Sourashtra VITS TTS Models
VITS text-to-speech models for the Sourashtra language (ISO 639-3: saz), a minority Indo-Aryan language spoken primarily in Tamil Nadu, India. Trained using Coqui TTS on a custom annotated speech corpus.

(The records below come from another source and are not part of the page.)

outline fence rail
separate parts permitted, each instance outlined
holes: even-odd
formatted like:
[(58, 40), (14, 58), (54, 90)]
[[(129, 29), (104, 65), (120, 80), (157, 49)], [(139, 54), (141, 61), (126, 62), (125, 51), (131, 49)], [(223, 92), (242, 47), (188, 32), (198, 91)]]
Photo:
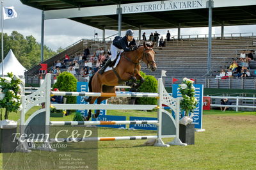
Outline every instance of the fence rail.
[[(251, 108), (256, 109), (255, 100), (256, 97), (216, 97), (216, 96), (205, 96), (207, 97), (211, 97), (211, 98), (228, 98), (228, 99), (235, 99), (236, 105), (221, 105), (221, 104), (211, 104), (211, 107), (236, 107), (236, 111), (238, 111), (239, 108)], [(246, 100), (248, 101), (252, 100), (252, 105), (239, 105), (239, 103), (243, 103), (243, 100)]]

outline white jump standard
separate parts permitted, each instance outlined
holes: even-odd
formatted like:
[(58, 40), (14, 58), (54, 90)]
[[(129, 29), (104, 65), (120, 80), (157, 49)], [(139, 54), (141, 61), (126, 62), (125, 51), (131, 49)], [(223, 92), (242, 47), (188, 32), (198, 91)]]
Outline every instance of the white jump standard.
[[(124, 136), (124, 137), (90, 137), (80, 139), (82, 141), (115, 141), (115, 140), (141, 140), (156, 139), (154, 146), (168, 147), (169, 144), (186, 146), (179, 139), (179, 111), (180, 98), (174, 98), (171, 97), (164, 88), (161, 79), (158, 79), (158, 93), (90, 93), (90, 92), (64, 92), (51, 91), (51, 75), (47, 74), (45, 79), (41, 87), (35, 93), (25, 96), (22, 95), (22, 109), (20, 112), (20, 134), (33, 134), (35, 135), (45, 134), (49, 135), (50, 126), (61, 125), (129, 125), (129, 124), (154, 124), (157, 126), (157, 134), (153, 136)], [(132, 109), (132, 110), (152, 110), (157, 109), (157, 121), (50, 121), (50, 104), (51, 95), (68, 95), (68, 96), (87, 96), (87, 97), (154, 97), (157, 98), (157, 105), (95, 105), (95, 104), (52, 104), (56, 109)], [(27, 120), (25, 119), (26, 113), (33, 106), (45, 102), (45, 107), (36, 111)], [(173, 118), (169, 112), (162, 109), (162, 105), (170, 107), (175, 112)], [(42, 128), (42, 127), (44, 128)], [(32, 128), (33, 127), (33, 128)], [(36, 128), (37, 127), (37, 128)], [(174, 137), (172, 142), (164, 144), (163, 138)], [(91, 137), (92, 138), (92, 137)], [(64, 141), (68, 140), (63, 138)], [(49, 147), (47, 148), (35, 148), (29, 146), (28, 139), (23, 138), (20, 140), (19, 151), (31, 151), (30, 149), (39, 149), (49, 151), (55, 150)], [(52, 139), (45, 141), (46, 144), (55, 140)], [(33, 145), (32, 145), (33, 146)]]

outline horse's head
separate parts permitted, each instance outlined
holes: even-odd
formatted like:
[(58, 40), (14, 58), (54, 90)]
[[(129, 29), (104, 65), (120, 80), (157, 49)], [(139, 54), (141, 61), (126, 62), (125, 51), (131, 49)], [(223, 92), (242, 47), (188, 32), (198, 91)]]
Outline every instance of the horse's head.
[(156, 64), (155, 62), (155, 52), (153, 50), (154, 43), (143, 43), (143, 54), (142, 56), (142, 60), (146, 63), (148, 68), (150, 69), (152, 72), (154, 72), (156, 70)]

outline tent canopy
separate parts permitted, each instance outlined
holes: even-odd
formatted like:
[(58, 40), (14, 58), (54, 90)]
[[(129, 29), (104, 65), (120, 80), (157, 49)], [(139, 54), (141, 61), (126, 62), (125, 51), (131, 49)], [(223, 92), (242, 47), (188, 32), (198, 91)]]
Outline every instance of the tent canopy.
[[(0, 75), (2, 75), (2, 67), (3, 65), (1, 63)], [(8, 72), (12, 72), (15, 75), (24, 76), (25, 70), (25, 67), (17, 59), (12, 49), (10, 49), (4, 59), (4, 75), (7, 75)]]

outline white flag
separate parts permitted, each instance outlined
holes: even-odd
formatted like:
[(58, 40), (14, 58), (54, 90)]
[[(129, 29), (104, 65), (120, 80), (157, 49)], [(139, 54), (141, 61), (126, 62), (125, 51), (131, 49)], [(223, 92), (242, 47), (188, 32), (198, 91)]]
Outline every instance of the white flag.
[(4, 20), (10, 19), (17, 17), (17, 12), (13, 6), (3, 7)]
[(166, 77), (166, 75), (165, 74), (167, 72), (166, 71), (165, 71), (165, 70), (162, 70), (162, 72), (161, 72), (161, 77)]

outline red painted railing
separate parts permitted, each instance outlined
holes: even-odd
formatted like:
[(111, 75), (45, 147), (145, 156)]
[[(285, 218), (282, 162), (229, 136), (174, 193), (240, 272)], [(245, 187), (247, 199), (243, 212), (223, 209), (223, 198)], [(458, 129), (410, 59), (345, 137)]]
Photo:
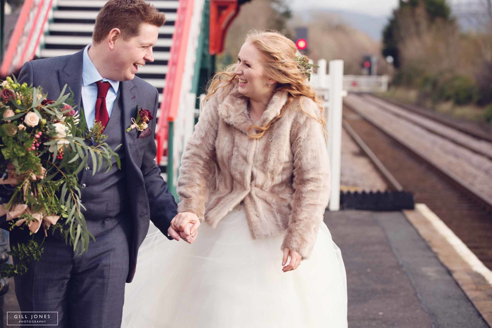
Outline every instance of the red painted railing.
[(171, 53), (167, 63), (166, 85), (161, 104), (158, 130), (156, 136), (157, 163), (160, 163), (164, 154), (165, 141), (169, 139), (169, 122), (174, 121), (178, 115), (193, 5), (193, 0), (180, 0), (176, 14)]
[(53, 0), (24, 2), (0, 66), (0, 75), (4, 76), (17, 70), (34, 57), (52, 5)]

Four variants: 2 speakers (male, female) × 2 input scripts (Tamil script, Sourashtra script).
Models
| Folder | Speaker | Input Script | Training Steps |
|---|---|---|---|
Sourashtra-Male_Script-tamil |
Male | Tamil (தமிழ்) | 300,000 |
Sourashtra-Male_Script-sourashtra |
Male | Sourashtra (ꢪꢾꢥꢶꢒ) | 300,000 |
Sourashtra-Female_Script-tamil |
Female | Tamil (தமிழ்) | 340,000 |
Sourashtra-Female_Script-sourashtra |
Female | Sourashtra (ꢪꢾꢥꢶꢒ) | 340,000 |
Each folder contains best_model.pth, config.json, inference.py, and requirements.txt.
Setup
pip install -r requirements.txt
For GPU inference, install the CUDA-enabled PyTorch build matching your driver first — see pytorch.org.
Usage
Run inference.py from inside the model folder:
# Male — Tamil script
cd Sourashtra-Male_Script-tamil
python inference.py "சொராஷ்ட்ர மொழி" -o output.wav
# Male — Sourashtra script
cd Sourashtra-Male_Script-sourashtra
python inference.py "ꢪꢾꢥꢶꢒ ꢪꢒꢡ" -o output.wav
# Female — Tamil script
cd Sourashtra-Female_Script-tamil
python inference.py "சொராஷ்ட்ர மொழி" -o output.wav
# Female — Sourashtra script
cd Sourashtra-Female_Script-sourashtra
python inference.py "ꢪꢾꢥꢶꢒ ꢪꢒꢡ" -o output.wav
Use --gpu <id> to select a GPU, or --cpu to force CPU inference.
Script Notes
The Tamil-script and Sourashtra-script models produce speech from the same speaker — only the input orthography differs. Choose based on your text source.
- Tamil script models — strip
:,.,'and apply NFC normalization automatically - Sourashtra script models — strip Sourashtra Danda (꣎) and Double Danda (꣏) automatically
Training
| Parameter | Value |
|---|---|
| Architecture | VITS (end-to-end, flow-based) |
| Sample rate | 22050 Hz |
| Mel bins | 80 |
| Batch size | 16 |
| Mixed precision | Yes |
| Phonemes | No (character-level) |
Male training data: ~9,800–10,000 utterances. Female training data: ~11,400 utterances.